Woraus werden die Knackwürste gemacht? Aus den Resten vom Leberkäse. Und woraus wird der Leberkäse gemacht? Aus den Resten der Knackwürste – zumindest wenn man Josef Hader als Simon Brenner im Film "Silentium" glaubt. Ganz unrecht hat er damit natürlich nicht, wenngleich es mittlerweile eine große Bandbreite an Würsten und Füllungen gibt. Dass die Wurst weit mehr sein kann als ein gefüllter Darm mit allerlei Undefinierbarem, zeigen kreative und ambitionierte Wurstfans und Fleischhauer in Österreich.

Die Wurst hat hierzulande auch schon bessere Zeiten erlebt, ist sie doch meist nur Nebenbeisnack auf Feuerwehrfesten, dankbares Grillgut bei Gartenpartys oder die perfekte Unterlage für durchzechte Nächte. Dabei kann Wurst richtig schmecken und muss nicht immer in Bergen von Senf und Ketchup versinken oder in ein trockenes Weckerl gesteckt werden.

Bild nicht mehr verfügbar.

Gebrüht, gebraten, geräuchert oder getrocknet – entscheidend ist die Füllung.
Foto: Tanya Zouev / the food passionates / Corbis

Kosmopolitische Wurst

Wenn ein Spanier in Wien eine "Eitrige" bestellt – was in der Regel fast ausschließlich Touristen machen, weil es ihnen ein Freund erzählt hat und sie denken, dass der Mann im Würstelstand sonst nicht weiß, dass sie gern eine Käsekrainer hätten – und zum ersten Mal reinbeißt, wird er in der Regel keine Freudensprünge ob des großartigen Geschmacks machen. Viel zu stolz ist man in Spanien auf die eigenen Würste – mit Recht. Die Chorizo wird zu allen Gelegenheiten und in unterschiedlichen Varianten verzehrt – als Aufschnitt, gegrillt oder in Eintöpfen schmeckt die herzhaft würzige Wurst einfach großartig. Auch die italienische Salsiccia lässt die österreichische Bratwurst wie ein armes Würstchen aussehen – und das trotz der äußerlichen Ähnlichkeit. Es kommt eben doch auf die inneren Werte an, und die sind bei der Salsiccia eine Gaumenfreude, wird sie meist mit edlen Gewürzen und Rotwein verfeinert und das Brät oft als Einlage von Pastasaucen verwendet.
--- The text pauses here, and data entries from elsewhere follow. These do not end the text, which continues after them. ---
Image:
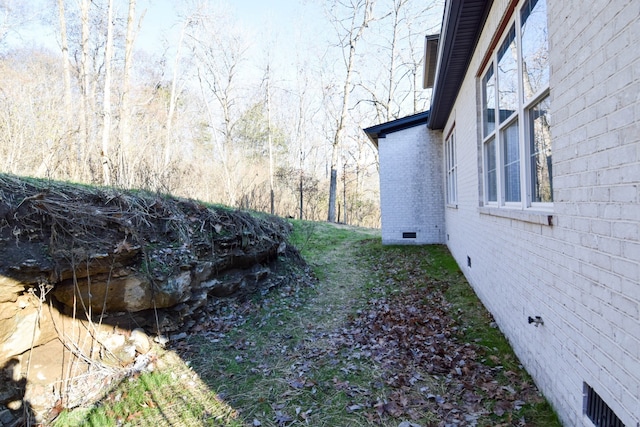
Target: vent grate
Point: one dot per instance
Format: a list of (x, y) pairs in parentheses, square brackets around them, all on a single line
[(598, 411)]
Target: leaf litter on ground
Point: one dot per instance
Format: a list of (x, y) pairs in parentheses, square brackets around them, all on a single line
[(377, 341)]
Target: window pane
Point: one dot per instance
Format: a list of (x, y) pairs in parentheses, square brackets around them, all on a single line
[(452, 185), (511, 159), (491, 179), (489, 101), (535, 53), (540, 148), (508, 76)]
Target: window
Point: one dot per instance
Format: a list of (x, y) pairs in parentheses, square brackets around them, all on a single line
[(516, 146), (452, 167)]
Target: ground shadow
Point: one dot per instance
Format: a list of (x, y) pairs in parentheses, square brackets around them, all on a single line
[(14, 409)]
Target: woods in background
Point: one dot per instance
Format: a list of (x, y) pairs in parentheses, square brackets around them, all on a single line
[(213, 111)]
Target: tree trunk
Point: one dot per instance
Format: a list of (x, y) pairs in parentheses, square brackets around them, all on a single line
[(85, 142), (125, 108), (354, 34), (106, 103)]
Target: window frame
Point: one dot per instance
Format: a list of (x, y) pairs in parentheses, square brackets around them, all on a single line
[(522, 116), (451, 169)]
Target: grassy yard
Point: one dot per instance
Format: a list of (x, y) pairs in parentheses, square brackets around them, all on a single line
[(387, 336)]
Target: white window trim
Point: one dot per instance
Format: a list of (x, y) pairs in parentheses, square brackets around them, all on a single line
[(451, 169), (522, 117)]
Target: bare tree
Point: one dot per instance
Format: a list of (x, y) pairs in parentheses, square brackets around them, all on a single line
[(219, 54), (106, 99), (349, 30), (125, 104)]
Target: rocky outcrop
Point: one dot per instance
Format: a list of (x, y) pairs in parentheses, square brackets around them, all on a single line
[(86, 273)]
Wer ganz genau wissen will, was drin ist, der macht seine Wurst gleich selbst. Lernen kann man das unter anderem bei den beiden Food-Bloggern Antonia Kögl und Benedikt Steinle von "Because you are hungry". Regelmäßig bietet das Paar Kurse an, bei denen man das Wursten von der Pike auf lernt. Schwierig ist das nicht. "Die Rezeptur ist einfach. Beim Würzen sind der Fantasie ohnehin keine Grenzen gesetzt. Das Füllen und Drehen muss man dann einfach üben. Ein Darm ist sehr flexibel, und dass er reißt, kommt sehr selten vor", sagt Kögl. Was frisch gemacht und natürlich hergestellt wird, hält sich auch nicht ewig. Gemeint ist damit das Nitritpökelsalz, auf das Kögl und Steinle bei der Herstellung von Brat- und Brühwürsten gänzlich verzichten. Einfrieren ist aber kein Problem.
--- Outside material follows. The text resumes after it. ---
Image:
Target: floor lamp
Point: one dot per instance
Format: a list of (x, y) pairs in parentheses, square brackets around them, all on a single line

In der Antike stand dieses Thema gar nicht zur Debatte, hatte man doch weder Pökelsalz noch einen Gefrierschrank. Doch bereits damals gab es eine Urform der Wurst, bei der Schweine- oder Schafsmägen gefüllt wurden. Generell diente und dient die Wurst dazu, geschlachtete Tiere weitestgehend zu verwerten und haltbar zu machen.

Privat versucht sich Kögl übrigens an ausgefallenen Trocken- und Räucherwurstkreationen, die sie dann in ihrer Wohnung zwischen Doppelglasfenstern auf einer Besenstange aufhängt. Hintergrundwissen – zum Beispiel zur Lufttrocknung – liefert unter anderem der Tiroler Mario Pizzinini, der eine ganze Website inklusive Blog der Wurst widmet. "Ich will Wurstwissen mit Witz und Humor verbreiten. Die Wurst ist ein Handwerksprodukt, und es gibt ganz tolle Handwerker in Österreich", sagt Pizzinini.

Wurstfestival

Mindestens genauso heiß auf Würste sind Markus Weber und Florian Steininger, die mit ihrem Verein Wiener Sausage Mitte September das erste Fest der Wurst im Heuer am Karlsplatz in Wien veranstalten. Dabei wird es nicht nur köstliche Würste in allen Variationen geben, sondern auch Literarisches und Musikalisches rund um die gefüllte Köstlichkeit. Mit dabei sind unter anderem "Britwurst"-Gründer und Wurst-Pionier Richard Holmes sowie Traditionsfleischhauer Roman Thum. "Das Thema Streetfood ist ja auch bei uns in aller Munde – doch hat man ein bisschen auf die Wurst vergessen. Das wollen wir ändern", sagt Weber.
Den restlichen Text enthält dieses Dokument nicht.